La deuxième attaque s’en prend, pour la énième fois, à la figure du Christ. Plus ça change, plus c‘est pareil. Cependant après « Gogotha Pic-nic » et les délires scatologiques de Castelluci, cette provoc anti-catho paraît kitsch et maniérée. Au Louvre, le crucifix est tordu à la manière esthético-ludique d’un ruban de Moebius ce qui nous vaut des considérations sur « les angoisses bioéthiques ou évolutionnistes ». [3]
Le changement serait-il à Versailles qui, parité oblige, invite une dame « à dialoguer » avec le palais. Le numéro est parfaitement rodé. Il faut obtenir un petit scandale, histoire de se faire mousser dans la grande presse. L’artiste projette donc d’exposer un lustre en tampons tampax chez Marie-Antoinette. Le but est de défendre la cause des femmes mais Mme Pécard refuse. D’une pierre deux coups : l’artiste peut revendiquer la palme du martyre puisqu’elle a été « odieusement » censurée et la presse s’en fera l’écho et le lustre fut donc à la une. Mme Pégard, qui règne sur Versailles, peut se prévaloir d’un certain bon sens, d’une gestion raisonnable. Deuxième temps, Vasconcellos, pas si fâchée que ça, ne démissionne en rien de la place (elle est trop bonne) et installe dans la galerie des Glaces des escarpins géants constitués de casseroles, ce qui a un goût de déjà vu. Les casseroles versaillaises semblent furieusement plagier celles de Subodh Gupta, star de l'art contemporain indien qui a multiplié les œuvres géantes en ustensiles de cuisine, jusqu‘à Beaubourg.

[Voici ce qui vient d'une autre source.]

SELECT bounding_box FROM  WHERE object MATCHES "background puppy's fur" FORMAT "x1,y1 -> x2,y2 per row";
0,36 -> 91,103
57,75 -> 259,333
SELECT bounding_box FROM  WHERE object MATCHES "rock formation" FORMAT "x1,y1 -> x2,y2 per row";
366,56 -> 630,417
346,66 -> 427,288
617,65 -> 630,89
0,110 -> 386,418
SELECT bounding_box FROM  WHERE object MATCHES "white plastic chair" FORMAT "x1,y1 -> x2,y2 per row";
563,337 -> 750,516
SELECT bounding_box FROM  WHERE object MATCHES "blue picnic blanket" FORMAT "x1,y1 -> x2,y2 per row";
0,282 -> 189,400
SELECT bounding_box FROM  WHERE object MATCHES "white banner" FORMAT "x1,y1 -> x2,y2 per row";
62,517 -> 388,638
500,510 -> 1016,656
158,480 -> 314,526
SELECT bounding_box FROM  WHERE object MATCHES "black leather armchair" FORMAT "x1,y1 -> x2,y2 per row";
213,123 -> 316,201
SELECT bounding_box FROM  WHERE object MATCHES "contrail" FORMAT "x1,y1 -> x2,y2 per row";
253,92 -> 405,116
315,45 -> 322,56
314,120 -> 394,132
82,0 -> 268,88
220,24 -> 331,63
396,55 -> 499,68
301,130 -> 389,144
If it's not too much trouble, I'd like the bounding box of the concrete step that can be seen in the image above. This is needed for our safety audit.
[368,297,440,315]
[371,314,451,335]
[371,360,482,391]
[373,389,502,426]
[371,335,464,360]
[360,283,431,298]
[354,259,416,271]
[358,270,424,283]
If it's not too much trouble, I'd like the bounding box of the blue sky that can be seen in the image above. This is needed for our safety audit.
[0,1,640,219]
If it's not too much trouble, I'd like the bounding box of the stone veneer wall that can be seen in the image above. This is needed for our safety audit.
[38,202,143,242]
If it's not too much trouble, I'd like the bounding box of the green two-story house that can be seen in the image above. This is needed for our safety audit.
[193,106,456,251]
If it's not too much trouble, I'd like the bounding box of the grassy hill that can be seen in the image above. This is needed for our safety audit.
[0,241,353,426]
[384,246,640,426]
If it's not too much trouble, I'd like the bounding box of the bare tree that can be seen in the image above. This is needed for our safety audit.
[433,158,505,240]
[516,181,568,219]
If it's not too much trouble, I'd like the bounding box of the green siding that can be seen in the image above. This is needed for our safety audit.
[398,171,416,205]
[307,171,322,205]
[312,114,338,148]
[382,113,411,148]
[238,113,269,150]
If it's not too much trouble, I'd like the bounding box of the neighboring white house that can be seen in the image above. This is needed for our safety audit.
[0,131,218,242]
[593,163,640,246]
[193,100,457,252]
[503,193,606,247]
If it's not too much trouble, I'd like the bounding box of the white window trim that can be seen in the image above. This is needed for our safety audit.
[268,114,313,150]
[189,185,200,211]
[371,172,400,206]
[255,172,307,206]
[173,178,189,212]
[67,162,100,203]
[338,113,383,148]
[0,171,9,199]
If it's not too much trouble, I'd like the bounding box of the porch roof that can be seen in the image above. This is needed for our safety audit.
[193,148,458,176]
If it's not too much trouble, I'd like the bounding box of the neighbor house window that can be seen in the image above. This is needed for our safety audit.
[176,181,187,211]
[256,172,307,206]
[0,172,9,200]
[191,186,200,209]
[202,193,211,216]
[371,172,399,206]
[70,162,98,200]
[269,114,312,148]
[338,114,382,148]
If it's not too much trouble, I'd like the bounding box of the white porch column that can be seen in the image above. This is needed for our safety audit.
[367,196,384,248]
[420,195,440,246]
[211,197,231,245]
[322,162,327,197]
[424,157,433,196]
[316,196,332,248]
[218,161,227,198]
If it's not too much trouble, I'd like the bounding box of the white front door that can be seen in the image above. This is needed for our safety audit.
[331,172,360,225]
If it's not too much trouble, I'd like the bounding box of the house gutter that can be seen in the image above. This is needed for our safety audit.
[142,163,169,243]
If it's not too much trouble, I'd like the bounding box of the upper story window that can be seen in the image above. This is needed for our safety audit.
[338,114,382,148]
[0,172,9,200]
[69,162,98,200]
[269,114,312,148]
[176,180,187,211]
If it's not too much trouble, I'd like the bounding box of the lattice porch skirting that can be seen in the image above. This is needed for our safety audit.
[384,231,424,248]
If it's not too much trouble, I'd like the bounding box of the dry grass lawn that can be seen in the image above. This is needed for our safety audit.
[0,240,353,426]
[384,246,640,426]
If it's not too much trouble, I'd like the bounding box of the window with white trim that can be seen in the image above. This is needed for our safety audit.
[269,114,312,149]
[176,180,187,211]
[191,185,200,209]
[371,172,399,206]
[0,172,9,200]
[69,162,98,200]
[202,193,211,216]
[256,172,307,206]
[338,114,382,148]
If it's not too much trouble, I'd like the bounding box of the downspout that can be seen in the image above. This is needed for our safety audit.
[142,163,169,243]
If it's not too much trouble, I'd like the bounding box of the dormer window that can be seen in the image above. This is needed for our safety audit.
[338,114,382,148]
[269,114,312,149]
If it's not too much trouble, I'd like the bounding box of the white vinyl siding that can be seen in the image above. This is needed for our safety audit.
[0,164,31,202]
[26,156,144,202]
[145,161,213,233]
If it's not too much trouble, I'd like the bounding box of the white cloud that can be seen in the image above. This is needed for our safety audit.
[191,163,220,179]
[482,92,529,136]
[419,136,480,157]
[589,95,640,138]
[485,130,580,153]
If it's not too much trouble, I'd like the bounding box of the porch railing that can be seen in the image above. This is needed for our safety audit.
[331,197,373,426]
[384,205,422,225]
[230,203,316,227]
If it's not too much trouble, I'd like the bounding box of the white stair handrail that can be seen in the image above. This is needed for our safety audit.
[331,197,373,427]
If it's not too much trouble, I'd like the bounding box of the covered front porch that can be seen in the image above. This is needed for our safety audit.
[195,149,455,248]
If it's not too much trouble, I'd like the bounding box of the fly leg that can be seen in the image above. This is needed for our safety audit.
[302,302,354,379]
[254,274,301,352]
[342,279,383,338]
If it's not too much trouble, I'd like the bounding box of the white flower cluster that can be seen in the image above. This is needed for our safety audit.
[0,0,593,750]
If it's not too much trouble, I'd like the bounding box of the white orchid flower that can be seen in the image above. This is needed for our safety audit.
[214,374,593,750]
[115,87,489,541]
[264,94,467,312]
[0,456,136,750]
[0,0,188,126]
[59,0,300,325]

Versailles serait-il complice d’un règlement de compte post-colonial, favorisant le pillage du brillant indien par la portugaise ? Horresco referens ! Dire que Vasconcelos pose avec des airs ingénus de Castafiore près « de son truc en plume » (un hélicoptère à plumeaux roses) mais que fait donc Mme Taubira !Bref, après les jouets de plage américains, les smarties japonais, voici les casseroles portugaises et l’infantilisation de Versailles qui continue.
Pauvre Aurélie : le changement n’est vraiment pas pour maintenant.
[1] Métro, 21 juin 2012, p.16.
[2] http://www.dailymotion.com/video/xrbb97_wim-delvoye-l-art-et-la-lutte-des-classes_creation
[3] Voir le dernier livre d’Aude de Kerros « Sacré Art contemporain » éditions Jean-Cyrille Godefroy sur les rapports très tordus de l’AC et du christianisme.